Nous sommes en 2018. Les années ont passé. Je ne suis pas Monsieur Vincent, tant s’en faut. Je crois m’être efforcé de faire de mon petit mieux. Le résultat peut paraître pitoyable mais, par-delà mes faiblesses, mes défauts et mes péchés, je crois n’avoir jamais capitulé devant mon idéal et avoir toujours cherché à le raviver. Saint Vincent-de-Paul reste pour moi un merveilleux modèle ; j’aime profondément ma Congrégation ; je porte toujours en mon cœur le souci des petits et des pauvres … et je trouve ma joie à être là où le Seigneur me veut, à faire ce qu’il veut, comme il veut, quand il veut … même si j’y parviens bien mal.

J’ai toutefois quelques points communs avec Saint Vincent-de-Paul.

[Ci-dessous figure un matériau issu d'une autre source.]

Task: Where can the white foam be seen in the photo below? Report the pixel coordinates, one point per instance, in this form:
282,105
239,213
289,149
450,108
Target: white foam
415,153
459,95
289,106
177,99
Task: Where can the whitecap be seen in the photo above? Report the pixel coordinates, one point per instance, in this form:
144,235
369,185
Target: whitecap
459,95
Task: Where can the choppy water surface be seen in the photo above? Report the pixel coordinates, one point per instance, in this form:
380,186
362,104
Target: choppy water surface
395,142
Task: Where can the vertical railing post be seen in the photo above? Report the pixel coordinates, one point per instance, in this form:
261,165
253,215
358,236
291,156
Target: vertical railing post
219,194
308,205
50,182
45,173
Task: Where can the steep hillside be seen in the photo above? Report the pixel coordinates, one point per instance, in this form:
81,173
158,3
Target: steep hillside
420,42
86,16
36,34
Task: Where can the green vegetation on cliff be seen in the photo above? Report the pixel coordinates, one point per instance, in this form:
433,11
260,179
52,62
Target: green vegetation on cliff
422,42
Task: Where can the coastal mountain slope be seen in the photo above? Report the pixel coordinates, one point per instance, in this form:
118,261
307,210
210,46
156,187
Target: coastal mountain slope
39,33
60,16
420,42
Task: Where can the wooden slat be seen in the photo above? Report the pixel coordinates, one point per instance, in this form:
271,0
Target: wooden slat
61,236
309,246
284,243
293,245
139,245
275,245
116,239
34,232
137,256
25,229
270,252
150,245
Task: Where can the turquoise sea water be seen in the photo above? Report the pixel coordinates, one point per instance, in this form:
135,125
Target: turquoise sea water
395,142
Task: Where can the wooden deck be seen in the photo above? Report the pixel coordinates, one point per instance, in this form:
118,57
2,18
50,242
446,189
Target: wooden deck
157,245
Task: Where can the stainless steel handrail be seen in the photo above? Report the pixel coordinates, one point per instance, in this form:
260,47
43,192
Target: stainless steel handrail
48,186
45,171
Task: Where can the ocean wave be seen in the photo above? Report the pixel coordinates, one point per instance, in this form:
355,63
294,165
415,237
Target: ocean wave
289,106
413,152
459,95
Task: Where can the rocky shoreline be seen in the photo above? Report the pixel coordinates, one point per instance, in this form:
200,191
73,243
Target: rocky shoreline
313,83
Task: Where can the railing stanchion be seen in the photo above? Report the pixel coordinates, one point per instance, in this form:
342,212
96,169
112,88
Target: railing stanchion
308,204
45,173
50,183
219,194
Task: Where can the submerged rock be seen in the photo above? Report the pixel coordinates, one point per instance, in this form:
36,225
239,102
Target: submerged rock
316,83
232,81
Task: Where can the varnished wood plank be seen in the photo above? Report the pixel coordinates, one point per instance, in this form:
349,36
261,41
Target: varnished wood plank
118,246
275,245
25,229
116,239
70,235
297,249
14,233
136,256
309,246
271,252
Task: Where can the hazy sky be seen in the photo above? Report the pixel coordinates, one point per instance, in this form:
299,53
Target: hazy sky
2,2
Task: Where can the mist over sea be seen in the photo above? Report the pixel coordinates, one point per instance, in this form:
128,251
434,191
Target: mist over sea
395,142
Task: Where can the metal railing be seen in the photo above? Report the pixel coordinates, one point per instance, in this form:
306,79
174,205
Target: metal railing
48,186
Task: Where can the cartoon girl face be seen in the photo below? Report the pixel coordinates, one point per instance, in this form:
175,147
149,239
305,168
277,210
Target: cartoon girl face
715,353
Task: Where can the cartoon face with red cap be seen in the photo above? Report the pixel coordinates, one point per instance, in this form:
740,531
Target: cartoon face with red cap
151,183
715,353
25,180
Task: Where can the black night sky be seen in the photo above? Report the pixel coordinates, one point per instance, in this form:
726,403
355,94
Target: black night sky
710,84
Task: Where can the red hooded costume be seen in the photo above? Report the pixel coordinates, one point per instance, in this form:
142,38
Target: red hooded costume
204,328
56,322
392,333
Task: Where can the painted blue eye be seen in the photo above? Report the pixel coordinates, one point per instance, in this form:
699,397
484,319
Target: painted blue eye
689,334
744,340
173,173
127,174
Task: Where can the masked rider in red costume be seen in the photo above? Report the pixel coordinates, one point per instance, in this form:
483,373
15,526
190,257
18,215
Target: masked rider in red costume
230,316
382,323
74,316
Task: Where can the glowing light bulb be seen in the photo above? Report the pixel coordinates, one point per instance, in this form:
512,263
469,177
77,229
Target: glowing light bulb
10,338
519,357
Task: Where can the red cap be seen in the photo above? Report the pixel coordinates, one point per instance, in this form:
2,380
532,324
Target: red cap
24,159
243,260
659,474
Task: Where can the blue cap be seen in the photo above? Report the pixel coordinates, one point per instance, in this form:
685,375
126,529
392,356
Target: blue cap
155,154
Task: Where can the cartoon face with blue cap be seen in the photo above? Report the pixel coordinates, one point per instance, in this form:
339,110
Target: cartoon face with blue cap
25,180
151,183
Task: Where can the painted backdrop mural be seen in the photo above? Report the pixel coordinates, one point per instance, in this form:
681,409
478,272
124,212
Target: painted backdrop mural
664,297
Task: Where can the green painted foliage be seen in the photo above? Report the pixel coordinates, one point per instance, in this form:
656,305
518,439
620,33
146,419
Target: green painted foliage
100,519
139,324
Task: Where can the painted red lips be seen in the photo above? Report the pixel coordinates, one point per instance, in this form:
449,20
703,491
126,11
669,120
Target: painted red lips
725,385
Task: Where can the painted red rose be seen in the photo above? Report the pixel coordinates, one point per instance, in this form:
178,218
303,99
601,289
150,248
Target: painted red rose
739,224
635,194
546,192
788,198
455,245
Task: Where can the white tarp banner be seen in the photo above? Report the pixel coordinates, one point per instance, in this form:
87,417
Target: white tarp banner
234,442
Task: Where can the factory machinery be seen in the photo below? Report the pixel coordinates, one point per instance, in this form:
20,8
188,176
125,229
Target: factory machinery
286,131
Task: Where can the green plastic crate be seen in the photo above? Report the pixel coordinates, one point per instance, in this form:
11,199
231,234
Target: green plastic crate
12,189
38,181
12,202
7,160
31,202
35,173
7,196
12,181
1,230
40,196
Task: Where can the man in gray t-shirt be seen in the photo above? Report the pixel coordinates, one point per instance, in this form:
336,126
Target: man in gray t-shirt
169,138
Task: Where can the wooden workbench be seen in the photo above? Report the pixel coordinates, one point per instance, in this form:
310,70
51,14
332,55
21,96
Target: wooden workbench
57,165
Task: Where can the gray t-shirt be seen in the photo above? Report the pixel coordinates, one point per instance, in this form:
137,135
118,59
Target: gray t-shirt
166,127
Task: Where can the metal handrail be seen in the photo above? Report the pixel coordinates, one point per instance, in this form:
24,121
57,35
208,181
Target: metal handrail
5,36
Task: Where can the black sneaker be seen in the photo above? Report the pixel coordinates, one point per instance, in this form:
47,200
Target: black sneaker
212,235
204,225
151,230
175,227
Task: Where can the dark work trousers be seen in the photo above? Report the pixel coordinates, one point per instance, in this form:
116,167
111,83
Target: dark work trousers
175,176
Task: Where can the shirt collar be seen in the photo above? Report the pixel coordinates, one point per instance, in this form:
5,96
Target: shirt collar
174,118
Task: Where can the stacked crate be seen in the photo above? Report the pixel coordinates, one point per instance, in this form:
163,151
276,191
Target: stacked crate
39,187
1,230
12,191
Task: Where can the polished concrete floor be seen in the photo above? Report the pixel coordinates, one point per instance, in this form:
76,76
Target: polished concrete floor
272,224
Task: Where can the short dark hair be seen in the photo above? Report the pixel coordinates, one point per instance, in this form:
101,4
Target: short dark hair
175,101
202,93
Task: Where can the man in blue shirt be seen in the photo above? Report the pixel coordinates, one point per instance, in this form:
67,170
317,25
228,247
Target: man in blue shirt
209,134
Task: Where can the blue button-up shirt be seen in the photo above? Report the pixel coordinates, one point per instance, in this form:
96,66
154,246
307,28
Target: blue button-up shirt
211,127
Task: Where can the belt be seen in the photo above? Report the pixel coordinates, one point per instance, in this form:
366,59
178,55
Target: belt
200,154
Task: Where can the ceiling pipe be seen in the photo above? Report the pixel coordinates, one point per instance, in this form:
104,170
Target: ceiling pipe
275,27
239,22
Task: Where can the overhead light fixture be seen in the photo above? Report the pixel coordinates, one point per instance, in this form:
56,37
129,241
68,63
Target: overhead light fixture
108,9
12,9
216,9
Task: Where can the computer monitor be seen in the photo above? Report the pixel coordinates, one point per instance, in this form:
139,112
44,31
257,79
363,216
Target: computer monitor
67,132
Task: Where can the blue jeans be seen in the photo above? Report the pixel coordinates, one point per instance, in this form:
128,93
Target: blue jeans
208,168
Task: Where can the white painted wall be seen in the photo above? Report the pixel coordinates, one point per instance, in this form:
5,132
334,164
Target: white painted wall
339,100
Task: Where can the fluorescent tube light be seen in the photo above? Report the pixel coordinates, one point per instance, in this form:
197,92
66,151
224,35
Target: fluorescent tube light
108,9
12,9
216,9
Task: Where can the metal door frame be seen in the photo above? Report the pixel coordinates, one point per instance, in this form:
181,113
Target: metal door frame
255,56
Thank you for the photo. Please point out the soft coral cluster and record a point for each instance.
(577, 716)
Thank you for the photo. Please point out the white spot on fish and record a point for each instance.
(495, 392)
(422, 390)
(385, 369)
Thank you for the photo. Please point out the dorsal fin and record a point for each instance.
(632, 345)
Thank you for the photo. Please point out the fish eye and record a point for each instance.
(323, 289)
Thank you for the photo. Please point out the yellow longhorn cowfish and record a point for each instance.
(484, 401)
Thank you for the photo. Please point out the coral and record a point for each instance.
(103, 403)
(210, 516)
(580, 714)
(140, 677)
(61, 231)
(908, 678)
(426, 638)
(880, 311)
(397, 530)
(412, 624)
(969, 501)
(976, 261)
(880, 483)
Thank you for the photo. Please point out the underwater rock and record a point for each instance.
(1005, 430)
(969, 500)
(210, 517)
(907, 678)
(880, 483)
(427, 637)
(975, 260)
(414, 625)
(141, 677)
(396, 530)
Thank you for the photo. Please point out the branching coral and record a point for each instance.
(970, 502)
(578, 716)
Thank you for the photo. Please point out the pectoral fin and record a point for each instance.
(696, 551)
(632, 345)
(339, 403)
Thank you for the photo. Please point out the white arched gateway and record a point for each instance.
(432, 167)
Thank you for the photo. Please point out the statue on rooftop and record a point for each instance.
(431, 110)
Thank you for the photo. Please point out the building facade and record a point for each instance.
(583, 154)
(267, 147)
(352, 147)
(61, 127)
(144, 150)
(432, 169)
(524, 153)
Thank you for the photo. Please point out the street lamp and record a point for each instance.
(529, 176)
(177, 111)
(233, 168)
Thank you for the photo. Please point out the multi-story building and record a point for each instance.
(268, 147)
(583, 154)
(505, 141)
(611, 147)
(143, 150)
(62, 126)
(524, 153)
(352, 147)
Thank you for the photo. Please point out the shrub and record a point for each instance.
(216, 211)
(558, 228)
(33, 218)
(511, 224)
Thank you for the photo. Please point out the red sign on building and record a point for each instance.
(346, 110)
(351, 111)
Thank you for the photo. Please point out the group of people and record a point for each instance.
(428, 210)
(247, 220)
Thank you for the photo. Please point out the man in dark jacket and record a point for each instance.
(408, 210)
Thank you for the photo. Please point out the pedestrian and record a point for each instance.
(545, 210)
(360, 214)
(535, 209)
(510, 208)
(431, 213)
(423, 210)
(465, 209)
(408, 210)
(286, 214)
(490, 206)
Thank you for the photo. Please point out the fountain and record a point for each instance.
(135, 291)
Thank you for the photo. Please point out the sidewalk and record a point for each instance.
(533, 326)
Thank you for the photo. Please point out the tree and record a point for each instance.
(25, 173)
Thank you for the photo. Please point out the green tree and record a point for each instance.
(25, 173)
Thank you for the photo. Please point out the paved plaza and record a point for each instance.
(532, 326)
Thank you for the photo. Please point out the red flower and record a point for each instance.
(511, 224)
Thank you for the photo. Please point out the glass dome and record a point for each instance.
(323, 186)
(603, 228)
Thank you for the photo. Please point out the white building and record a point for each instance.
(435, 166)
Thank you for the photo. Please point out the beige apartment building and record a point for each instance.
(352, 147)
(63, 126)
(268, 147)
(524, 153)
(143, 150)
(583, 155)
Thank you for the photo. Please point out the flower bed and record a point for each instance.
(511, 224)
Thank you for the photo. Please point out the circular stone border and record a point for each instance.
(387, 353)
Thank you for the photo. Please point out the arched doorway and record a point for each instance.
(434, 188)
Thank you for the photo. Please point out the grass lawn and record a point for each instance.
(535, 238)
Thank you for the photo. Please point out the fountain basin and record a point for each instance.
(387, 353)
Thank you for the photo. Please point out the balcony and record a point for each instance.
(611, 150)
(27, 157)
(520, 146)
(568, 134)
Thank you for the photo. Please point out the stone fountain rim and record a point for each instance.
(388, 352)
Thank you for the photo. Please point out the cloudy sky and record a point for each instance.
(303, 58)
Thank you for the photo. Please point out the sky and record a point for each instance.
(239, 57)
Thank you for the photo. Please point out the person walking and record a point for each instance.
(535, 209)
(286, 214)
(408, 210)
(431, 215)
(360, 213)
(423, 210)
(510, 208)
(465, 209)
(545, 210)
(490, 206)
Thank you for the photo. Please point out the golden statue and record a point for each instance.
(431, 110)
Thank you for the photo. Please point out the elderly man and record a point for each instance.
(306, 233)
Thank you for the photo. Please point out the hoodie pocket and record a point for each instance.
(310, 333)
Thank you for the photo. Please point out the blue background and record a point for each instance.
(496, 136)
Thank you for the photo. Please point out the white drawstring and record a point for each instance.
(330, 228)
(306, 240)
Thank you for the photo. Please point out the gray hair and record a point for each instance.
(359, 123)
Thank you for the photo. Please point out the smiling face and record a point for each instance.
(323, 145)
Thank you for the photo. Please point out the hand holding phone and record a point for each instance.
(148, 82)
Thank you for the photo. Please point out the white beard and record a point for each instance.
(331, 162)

La nouvelle mission qui vient de m’être confiée et qui va m’éloigner de l’œuvre  » Notre-Dame de Nazareth « , me le rappelle et le met en lumière.  Parlant de ses 16 mois comme curé de Clichy en 1612 et 1613, Monsieur Vincent pouvait affirmer : « J’avais un si bon peuple et si obéissant à faire ce que je lui demandais que (…) je voyais de jour en jour le profit que faisaient ces âmes ». Au Cardinal de Retz qui lui demandait un jour comment il allait, cet humble curé répondit : « Monseigneur, je suis si content que je ne le vous puis dire … C’est que j’ai un si bon peuple, si obéissant à tout ce que je lui dis, que je pense en moi-même que ni le Saint Père, ni vous, Monseigneur, n’êtes si heureux que moi ».

Au terme de douze années comme curé de notre paroisse Notre-Dame de Nazareth, tel est bien ce qui monte en mon cœur. Je me dis et me répète : « J’avais un si bon peuple ». J’ai déjà eu à vous le confier : je ne crois guère qu’il y ait eu à Paris un curé plus heureux que moi durant ma mission parmi vous. Je veux vraiment en rendre grâce à Dieu.

Merci à vous tous pour votre accueil et votre écoute, votre confiance et votre indulgence, votre bienveillance et votre dévouement, votre disponibilité et vos multiples attentions, ainsi que pour votre engagement dans la mission. Merci surtout pour votre cœur ouvert à l’action de la grâce et le témoignage de vos progrès spirituels.  Merci pour ces liens qui se sont tissés entre nous et entre vous, et qui ont maintenu ici un bel esprit de famille si cher à notre fondateur, Jean-Léon Le Prevost.

Et pardon pour toutes mes fautes et mes contre-témoignages, mes négligences et mes manques de charité. Pardon de n’avoir pas été, autant que vous étiez en droit de l’attendre, un pasteur selon le cœur de Dieu.

Monsieur Vincent, en ces années 1612-1613, n’était pas encore un saint. L’Esprit-Saint l’a arraché à sa chère paroisse. Cet humble curé s’est montré docile à la volonté de Dieu et s’est laissé façonné, au fil des ans, par la grâce toute puissante de son divin Seigneur. C’est ainsi qu’il est devenu le grand saint qui a tant apporté à l’Eglise et au monde.

Aujourd’hui, accueillant dans la foi ma nouvelle mission, je renouvelle ma résolution d’être toujours là où le Seigneur me veut, à faire ce qu’il veut, comme il veut, quand il veut. Que ma joie soit toujours dans le Seigneur !

Priez pour moi comme je continuerai de prier pour vous. Priez pour que je ravive à nouveau mon désir ardent de ressembler davantage à mon beau modèle de sainteté, à savoir Monsieur Vincent.